Butler was not a whiner. He buttressed his case for better treatment of the elderly with statistic after cold statistic, with one irrefutable observation after another. Describing a literature review released by his organization, the International Longevity Center-USA, in a 2006 interview with the New York Times, Butler noted:

“According to the government, 1.5 million older Americans live in nursing homes, 90 percent of which have inadequate staffing. Older people also experience health care discrimination. Physicians are often less aggressive in treating their illnesses than they are with younger patients. Medical schools don’t teach much, if anything, about elder care.
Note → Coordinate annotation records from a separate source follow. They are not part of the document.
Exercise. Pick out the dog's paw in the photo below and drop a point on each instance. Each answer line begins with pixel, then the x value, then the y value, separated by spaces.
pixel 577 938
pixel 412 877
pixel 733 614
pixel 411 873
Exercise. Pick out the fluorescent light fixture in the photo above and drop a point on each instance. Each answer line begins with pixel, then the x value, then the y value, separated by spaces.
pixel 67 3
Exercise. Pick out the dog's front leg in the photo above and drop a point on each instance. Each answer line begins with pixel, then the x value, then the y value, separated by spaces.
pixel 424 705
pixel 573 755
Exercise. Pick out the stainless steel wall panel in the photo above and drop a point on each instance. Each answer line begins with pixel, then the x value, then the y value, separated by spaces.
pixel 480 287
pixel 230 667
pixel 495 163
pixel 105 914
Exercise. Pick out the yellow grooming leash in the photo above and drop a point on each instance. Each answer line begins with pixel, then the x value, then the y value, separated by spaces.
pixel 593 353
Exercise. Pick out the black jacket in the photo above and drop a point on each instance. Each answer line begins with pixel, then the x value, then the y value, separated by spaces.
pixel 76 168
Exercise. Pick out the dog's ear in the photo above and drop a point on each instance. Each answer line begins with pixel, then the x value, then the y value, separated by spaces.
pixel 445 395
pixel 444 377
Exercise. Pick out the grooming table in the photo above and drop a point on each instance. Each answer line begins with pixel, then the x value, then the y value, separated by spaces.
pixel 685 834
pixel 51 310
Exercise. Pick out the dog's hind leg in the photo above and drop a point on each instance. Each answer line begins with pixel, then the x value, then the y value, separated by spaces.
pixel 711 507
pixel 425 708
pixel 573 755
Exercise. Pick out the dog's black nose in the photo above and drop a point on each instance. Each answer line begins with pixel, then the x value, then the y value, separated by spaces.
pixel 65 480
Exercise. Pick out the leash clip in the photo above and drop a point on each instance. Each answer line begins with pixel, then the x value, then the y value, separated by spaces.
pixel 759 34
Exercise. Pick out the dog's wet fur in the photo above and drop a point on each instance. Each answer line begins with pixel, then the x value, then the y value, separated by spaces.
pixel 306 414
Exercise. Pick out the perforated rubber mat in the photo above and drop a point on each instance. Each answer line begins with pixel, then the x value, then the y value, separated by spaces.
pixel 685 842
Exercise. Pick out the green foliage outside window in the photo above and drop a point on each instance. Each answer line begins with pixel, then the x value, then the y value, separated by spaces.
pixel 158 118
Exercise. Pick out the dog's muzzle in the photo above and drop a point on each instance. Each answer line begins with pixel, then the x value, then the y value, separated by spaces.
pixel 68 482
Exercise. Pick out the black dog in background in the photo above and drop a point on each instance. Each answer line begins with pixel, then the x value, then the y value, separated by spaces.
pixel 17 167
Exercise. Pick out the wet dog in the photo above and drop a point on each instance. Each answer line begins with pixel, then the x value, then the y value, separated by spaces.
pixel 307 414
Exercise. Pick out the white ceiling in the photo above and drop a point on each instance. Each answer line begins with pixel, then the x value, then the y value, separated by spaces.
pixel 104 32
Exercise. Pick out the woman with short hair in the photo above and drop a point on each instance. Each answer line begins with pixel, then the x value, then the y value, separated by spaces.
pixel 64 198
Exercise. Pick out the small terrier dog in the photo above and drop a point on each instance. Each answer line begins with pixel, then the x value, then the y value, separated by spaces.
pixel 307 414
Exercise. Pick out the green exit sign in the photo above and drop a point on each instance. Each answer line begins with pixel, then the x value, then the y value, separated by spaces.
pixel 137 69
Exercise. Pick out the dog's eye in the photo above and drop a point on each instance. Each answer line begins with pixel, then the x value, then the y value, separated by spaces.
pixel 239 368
You almost never see a medical student in a nursing home. And you don’t see them taught much about death or dying, either. Moreover, Medicare doesn’t cover what a lot of older people need – long-term care. The hospice coverage offered is minimal. Medications? Forty percent of all prescriptions are written for older people, but many weren’t tested on older patients in clinical trials – this despite the fact that some drugs act differently in older bodies.”

Butler’s wife, Myrna I. Lewis, died in 2005. But as with his work, Butler did not let this tragedy drag him down.

“One of the many ways Myrna’s death affects me is that we can’t reminisce together,” he told the Times. “But it’s worse than that; there is just this terrific loneliness. You keep going. Being left alone is one of the facts of aging. There’s data that suggests that people can actually die of a broken heart, become sick because of it.

“Since her death, I’ve been very protective of myself, quite purposely. I go to bed earlier. I’ve been more thoughtful about my diet and activity levels. I pace myself. On weekends, I have this walking club. A whole group of us walk six miles through the (New York) city. I feel like I have to take care of myself. I still have work to do. And it’s important work!”

Butler has left us a lengthy reading list to draw from. He wrote about poor nursing home conditions, ways to live a longer life, sex after 60 and in his latest book, The Longevity Revolution, he described the transformation of America. In the last century, Butler explained that the average American had gained 30 more years of life. But medicine, on many fronts, has not kept pace with the needs of those growing numbers of older persons, he said. An earlier book, Why Survive? Being Old in America, won the Pulitzer Prize for nonfiction in 1976.

The International Longevity Center, www.ilcusa.org which Butler founded in 1990, can be found on the Web. The center’s site features research results, news on older Americans, ways to support related causes and to volunteer.

Dr. Butler died of leukemia at the age of 83, about eight years longer than the average American man now has to live. He told The Saturday Evening Post two years ago that he had changed his mind about life, in that he feared death less than when he was say, 35.